Di cosa parla il testo di Javier Zurro
Il documentario, Pepi Fandango, da cui è tratto l’articolo di Zurro in questione segue i ricordi di un ebreo sfuggito ai campi di concentramento durante la Seconda guerra mondiale. Grazie all’incontro con un gruppo di zingari viene introdotto al mondo del flamenco e del fandango, trovando in essi una speranza.
Qui di seguito riportiamo la traduzione di alcuni estratti dell’articolo di Javier Zurro:
Peter Perez fu internato da bambino, insieme alla sua famiglia ebreo-sefardita, nel campo di concentramento di Rivesates, nel sud della Francia. Lì, tra miseria e dolore, scoprì il flamenco. Lo ha fatto grazie ai bambini gitani rifugiati della guerra civile che si accalcavano nelle baracche e cantavano per comunicare con i loro genitori dall’altra parte del filo spinato. Attraverso la musica esprimevano il loro dolore, la loro pena, il loro desiderio di ricongiungersi.
Peter è stato segnato da quella musica. Stabilì con essa un rapporto complicato. Ascoltarla lo faceva estraniare da quei tempi duri. Anche se è fuggito dal campo, è sempre stato segnato dalla ferita dell’Olocausto. La musica lo riporta al momento peggiore della sua vita, ma è anche ciò che lo fa andare avanti.
Nel passaggio seguente il protagonista del documentario evidenzia l’importanza della musica nei momenti di disperazione. Ricorda l’esperienza traumatica descrivendo il ruolo salvifico del flamenco e del fandango in un momento di grande commozione.

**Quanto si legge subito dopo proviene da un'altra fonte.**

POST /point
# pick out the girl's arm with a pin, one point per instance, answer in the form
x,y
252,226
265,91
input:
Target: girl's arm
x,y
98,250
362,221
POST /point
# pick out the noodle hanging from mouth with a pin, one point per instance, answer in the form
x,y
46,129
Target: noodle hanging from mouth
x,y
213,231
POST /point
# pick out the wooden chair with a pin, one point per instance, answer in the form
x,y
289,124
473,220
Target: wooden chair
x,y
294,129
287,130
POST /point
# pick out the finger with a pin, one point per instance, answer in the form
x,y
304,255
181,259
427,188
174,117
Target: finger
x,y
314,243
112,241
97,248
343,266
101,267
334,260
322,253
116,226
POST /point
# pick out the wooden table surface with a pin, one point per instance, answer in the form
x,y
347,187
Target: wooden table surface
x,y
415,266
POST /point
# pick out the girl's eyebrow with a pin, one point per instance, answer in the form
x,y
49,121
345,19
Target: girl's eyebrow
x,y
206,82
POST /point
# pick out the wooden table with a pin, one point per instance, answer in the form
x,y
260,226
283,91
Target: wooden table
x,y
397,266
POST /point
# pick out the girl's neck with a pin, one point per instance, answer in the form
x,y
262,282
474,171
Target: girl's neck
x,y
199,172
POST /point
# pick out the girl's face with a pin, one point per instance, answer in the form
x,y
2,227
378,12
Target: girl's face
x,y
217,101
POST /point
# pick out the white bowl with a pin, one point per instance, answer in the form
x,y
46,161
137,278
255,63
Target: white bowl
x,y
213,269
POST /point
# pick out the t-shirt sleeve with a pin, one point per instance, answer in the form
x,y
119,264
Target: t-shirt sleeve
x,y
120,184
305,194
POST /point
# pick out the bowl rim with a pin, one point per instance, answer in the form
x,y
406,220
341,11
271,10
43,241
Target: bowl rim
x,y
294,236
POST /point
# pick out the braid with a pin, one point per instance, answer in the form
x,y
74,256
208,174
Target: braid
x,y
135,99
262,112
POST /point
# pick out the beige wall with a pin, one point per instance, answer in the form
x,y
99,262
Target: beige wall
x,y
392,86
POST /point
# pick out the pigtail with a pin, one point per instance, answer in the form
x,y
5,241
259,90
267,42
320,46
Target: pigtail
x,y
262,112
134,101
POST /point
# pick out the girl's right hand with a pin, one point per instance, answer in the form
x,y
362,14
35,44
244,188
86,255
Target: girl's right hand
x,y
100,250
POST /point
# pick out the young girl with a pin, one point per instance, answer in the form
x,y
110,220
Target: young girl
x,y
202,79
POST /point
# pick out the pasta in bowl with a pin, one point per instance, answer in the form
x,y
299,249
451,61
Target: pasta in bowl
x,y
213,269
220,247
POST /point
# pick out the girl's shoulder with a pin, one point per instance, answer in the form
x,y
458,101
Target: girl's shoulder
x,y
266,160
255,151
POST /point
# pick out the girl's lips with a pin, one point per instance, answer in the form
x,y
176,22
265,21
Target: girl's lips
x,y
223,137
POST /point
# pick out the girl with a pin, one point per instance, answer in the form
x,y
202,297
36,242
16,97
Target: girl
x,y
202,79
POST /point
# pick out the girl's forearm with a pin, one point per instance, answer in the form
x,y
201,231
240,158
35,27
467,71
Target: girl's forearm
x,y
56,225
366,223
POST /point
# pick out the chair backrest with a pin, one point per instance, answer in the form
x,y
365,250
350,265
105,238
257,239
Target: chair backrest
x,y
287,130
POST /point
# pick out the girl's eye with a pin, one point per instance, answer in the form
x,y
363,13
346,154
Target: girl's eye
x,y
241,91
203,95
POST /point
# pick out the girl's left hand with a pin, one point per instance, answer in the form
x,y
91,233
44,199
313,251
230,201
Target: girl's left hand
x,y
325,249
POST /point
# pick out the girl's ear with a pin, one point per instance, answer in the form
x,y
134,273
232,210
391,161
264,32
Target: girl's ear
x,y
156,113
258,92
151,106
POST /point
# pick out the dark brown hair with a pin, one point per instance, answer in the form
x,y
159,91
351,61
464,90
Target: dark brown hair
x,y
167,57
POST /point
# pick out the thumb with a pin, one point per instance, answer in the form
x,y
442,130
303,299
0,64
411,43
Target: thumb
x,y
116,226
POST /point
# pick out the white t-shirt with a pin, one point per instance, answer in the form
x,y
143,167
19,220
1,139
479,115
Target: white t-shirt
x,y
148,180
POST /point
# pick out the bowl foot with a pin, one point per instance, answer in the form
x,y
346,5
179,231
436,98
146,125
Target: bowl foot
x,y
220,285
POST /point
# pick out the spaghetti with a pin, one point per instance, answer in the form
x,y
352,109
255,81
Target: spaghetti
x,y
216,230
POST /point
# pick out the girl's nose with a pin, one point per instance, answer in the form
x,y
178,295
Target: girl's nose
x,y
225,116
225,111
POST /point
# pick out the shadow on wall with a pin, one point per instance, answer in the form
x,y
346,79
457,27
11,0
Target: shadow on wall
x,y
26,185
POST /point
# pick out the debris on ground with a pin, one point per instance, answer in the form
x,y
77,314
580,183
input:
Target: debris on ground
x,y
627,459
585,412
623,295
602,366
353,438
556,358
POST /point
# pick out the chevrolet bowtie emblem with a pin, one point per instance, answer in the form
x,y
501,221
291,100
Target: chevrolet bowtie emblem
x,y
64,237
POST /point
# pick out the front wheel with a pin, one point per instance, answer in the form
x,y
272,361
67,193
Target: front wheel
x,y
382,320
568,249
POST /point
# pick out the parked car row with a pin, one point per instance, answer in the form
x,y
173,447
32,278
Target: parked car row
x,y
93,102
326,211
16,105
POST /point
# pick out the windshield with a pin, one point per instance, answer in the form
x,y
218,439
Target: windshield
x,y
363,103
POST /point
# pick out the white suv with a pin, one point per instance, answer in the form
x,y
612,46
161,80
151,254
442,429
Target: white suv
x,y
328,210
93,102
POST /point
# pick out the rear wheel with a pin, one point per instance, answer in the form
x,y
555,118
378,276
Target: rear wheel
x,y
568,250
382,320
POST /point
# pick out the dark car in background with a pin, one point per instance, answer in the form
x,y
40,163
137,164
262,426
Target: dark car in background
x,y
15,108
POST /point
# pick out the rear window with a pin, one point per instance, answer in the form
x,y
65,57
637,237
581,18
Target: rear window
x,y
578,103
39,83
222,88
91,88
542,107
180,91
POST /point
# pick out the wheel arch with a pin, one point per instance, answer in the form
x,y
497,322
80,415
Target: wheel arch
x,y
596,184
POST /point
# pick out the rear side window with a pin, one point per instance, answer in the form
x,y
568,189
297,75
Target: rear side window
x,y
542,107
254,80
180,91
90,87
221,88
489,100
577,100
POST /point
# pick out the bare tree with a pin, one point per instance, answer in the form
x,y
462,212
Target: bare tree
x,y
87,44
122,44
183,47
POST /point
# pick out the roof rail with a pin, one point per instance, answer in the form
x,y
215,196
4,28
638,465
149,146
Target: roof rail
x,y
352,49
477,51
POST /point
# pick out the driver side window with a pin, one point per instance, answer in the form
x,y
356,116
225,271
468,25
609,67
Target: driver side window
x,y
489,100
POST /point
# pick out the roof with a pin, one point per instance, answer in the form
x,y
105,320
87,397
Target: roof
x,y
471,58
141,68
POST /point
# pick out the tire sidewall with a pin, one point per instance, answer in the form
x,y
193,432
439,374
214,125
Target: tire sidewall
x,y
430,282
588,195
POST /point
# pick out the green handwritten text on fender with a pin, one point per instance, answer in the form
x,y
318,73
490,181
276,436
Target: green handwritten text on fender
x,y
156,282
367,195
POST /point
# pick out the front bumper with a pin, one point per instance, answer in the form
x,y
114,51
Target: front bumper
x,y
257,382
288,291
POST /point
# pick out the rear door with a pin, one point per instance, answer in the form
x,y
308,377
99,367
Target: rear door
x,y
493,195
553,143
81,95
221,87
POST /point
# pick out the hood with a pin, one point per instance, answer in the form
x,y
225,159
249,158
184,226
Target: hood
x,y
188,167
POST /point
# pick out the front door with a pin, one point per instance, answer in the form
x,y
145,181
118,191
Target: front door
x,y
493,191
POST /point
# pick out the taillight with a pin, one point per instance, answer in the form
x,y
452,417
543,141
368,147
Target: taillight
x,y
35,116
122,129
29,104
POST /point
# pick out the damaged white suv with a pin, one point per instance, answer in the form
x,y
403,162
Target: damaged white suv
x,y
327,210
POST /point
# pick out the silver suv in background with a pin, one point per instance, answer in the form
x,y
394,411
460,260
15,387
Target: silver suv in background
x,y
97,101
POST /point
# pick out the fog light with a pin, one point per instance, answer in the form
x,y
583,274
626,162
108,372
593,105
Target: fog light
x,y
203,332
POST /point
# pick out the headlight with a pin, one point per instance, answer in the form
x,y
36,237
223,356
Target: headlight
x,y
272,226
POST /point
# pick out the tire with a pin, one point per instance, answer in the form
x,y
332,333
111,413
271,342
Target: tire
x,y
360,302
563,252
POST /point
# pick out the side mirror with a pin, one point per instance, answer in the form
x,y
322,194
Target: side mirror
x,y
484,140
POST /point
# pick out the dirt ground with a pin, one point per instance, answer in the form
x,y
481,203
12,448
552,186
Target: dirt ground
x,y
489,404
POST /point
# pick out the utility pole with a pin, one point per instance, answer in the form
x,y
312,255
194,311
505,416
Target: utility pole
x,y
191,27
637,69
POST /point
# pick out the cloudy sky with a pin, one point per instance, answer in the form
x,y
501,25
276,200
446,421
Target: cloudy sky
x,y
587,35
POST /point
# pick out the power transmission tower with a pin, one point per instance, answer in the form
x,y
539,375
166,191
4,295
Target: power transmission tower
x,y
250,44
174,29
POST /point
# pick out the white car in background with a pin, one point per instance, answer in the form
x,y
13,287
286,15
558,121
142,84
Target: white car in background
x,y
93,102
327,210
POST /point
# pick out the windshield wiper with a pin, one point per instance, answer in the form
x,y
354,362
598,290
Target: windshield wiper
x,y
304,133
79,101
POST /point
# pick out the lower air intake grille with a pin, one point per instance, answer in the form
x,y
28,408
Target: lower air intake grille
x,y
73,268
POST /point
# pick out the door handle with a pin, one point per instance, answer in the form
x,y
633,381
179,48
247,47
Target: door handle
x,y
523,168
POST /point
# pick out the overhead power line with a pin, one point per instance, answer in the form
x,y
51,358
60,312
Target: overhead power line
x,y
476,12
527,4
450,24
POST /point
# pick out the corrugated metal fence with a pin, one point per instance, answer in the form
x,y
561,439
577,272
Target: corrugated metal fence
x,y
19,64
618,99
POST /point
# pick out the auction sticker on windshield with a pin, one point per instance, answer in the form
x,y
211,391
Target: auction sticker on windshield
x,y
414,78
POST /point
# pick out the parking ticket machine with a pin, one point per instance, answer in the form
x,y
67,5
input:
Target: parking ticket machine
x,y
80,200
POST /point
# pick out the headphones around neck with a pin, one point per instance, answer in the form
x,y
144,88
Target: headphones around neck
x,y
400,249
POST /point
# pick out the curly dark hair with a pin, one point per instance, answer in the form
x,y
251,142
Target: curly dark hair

Cantando potevano guardarsi l’un l’altro. E questo mi è rimasto dentro, come diciamo qui in Andalusia. L’idea che l’arte sia un sistema di comunicazione mi è rimasta impressa. Parlavano attraverso la musica. Dicevano: "Ho fame, ho sete". Per me il flamenco è vita e nient’altro", dice prima di presentare il suo film al Festival del Cinema.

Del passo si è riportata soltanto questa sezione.